Vibrante di sfumature cromatiche è il giardino, senza recinzioni, realizzato con il disegno libero come una foresta o un parco: è il luogo della fioritura della bambina, che crede di potere regolare il dischiudersi dei petali e l’avvento della primavera. La tipologia di vegetazione si trasforma con il susseguirsi dei mesi e delle stagioni, accostandosi ai sentimenti prorompenti di Amélie.

La psicologia della bambina è complessa e tumultuosa: Amélie si diverte durante i temporali, apprezza le storie di mostri, di guerra e di morte e desidera a tutti i costi andare alla festività buddista dell’Obon, il giorno giapponese per ricordare i morti. È molto intelligente e impara a parlare due lingue – il giapponese e il francese – prima di pronunciare una sola parola davanti ai genitori. Nel romanzo, tra le prime parole pronunciate, emergono “aspirapolvere” e “morte” tenendo per sé la propria competenza linguistica completa, così come nasconde le sue emozioni dai genitori, che la fraintendono continuamente. Nel film questa dinamica è semplificata e resa più realistica, ma rimane comunque la sensazione di solitudine, in crescendo a partire dal suo terzo compleanno, quando Nishio-san decide di andarsene e scopre che un giorno dovrà lasciare il Giappone per tornare in Belgio. I genitori le regalano delle carpe, simbolo del sesso maschile e della voracità della vita, che divora simbolicamente la bambina in una morsa, dalla quale però riesce a uscire e a salvarsi.

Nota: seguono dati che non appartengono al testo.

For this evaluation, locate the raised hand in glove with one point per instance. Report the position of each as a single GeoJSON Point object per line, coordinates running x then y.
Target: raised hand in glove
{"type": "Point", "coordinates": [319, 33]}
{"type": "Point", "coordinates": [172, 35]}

In attesa di scoprire Arco, con la sua favola originale, surreale e utopica, la cui data di uscita è prevista per il 12 marzo, La piccola Amélie – in cui animazione e letteratura autobiografica diventano complici unendo due dei filoni più valorizzati in Francia – sarebbe meritevole di vincere l’Oscar. L’anno scorso il premio è andato a Flow, con la sua favola ecologista senza parole con protagonisti gli animali, frutto di una coproduzione internazionale tra Lettonia, Francia e Belgio. Assegnarlo quest’anno a La piccola Amélie significherebbe tornare più umilmente sull’umanità, ma per mezzo di un antropocentrismo esasperato e ironicamente ridicolizzato dal punto di vista di una bambina, che non può regnare come vorrebbe nel proprio giardino incontaminato.
https://www.festival-cannes.com/f/amelie-et-la-metaphysique-des-tubes
[1] https://www.youtube.com/watch?v=D4NK5FkQJsU&t=1321s, traduzione mia
[2] Nothomb, Amélie, La metafisica dei tubi, Milano, Guanda, 2004, p. 8.
[3] Ivi, p. 10.
[4] Ivi, p. 27.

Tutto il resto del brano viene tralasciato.